Rumah belajar yang ada saat ini, lanjut Anggi, baru digunakan kurang lebih satu tahun. Bangunan itu dipinjamkan pihak sekolah setelah ia menemui salah satu istri pejabat tinggi di provinsi dan menyampaikan niat untuk membangun rumah belajar untuk anak-anak ini.
Awalnya, pada 2013 lalu, setiap sore Anggi mengajar di teras rumah warga. Selama empat bulan, Anggia mengajar sekitar 80 anak pemulung seorang diri. Anggi pun sempat diusir oleh warga lantaran apa yang dilakukannya saat itu dinilai telah memotong jam kerja anak-anak mereka untuk bekerja mencari uang.
Anak-anak ini terpaksa ikut bekerja dan putus sekolah karena ketimpangan ekonomi dan sosial keluarga mereka, sehingga mereka terpaksa turun ke jalanan entah itu sebagai pemulung, pengemis, atau pengamen.

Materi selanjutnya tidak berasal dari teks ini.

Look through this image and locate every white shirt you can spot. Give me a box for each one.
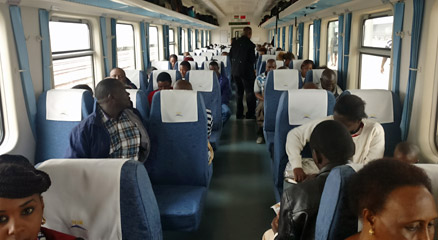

“Setelah diusir, saya juga sempat dituduh sebagai caleg, kebetulan pada saat musim pemilu. Saya katakan kepada mereka jika saya hanya ingin berbagi dengan adik-adik dan ingin memberikan yang bermanfaat untuk mereka,” kenang Anggi.
Anggi kemudian memikirkan cara agar ia bisa diterima dan meyakinkan kepada orangtua anak-anak arti penting pendidikan.
Beragam cara ia lakukan, mulai dari membawa aneka kue dan makanan hingga memberikan beras masing-masing satu kilogram kepada 80 orangtua anak-anak itu supaya mau mengizinkan anak-anaknya belajar.
Kegagalan pendidikan
Apa yang dilakukan Anggi terhadap anak-anak pemulung ini merupakan obat luka kegagalan pendidikan yang pernah ia alami. Lulusan SMA Taruna Bumi Khatulistiwa Pontianak ini pernah mengenyam pendidikan di Fakultas Kedokteran di salah satu perguruan tinggi yang ada di Yogyakarta.
Namun, Anggi hanya mampu bertahan hingga semester empat kuliah di kampus tersebut. Ia pun memutuskan untuk berhenti dan kembali ke Pontianak tempat asalnya.
“Sempat kehilangan jati diri, malu bertemu dengan teman-teman karena merasa tidak ada apa-apanya jika dibanding teman-teman yang sedang kuliah maupun yang sudah mendapat gelar pada saat itu, padahal usianya sama,” kata Anggi.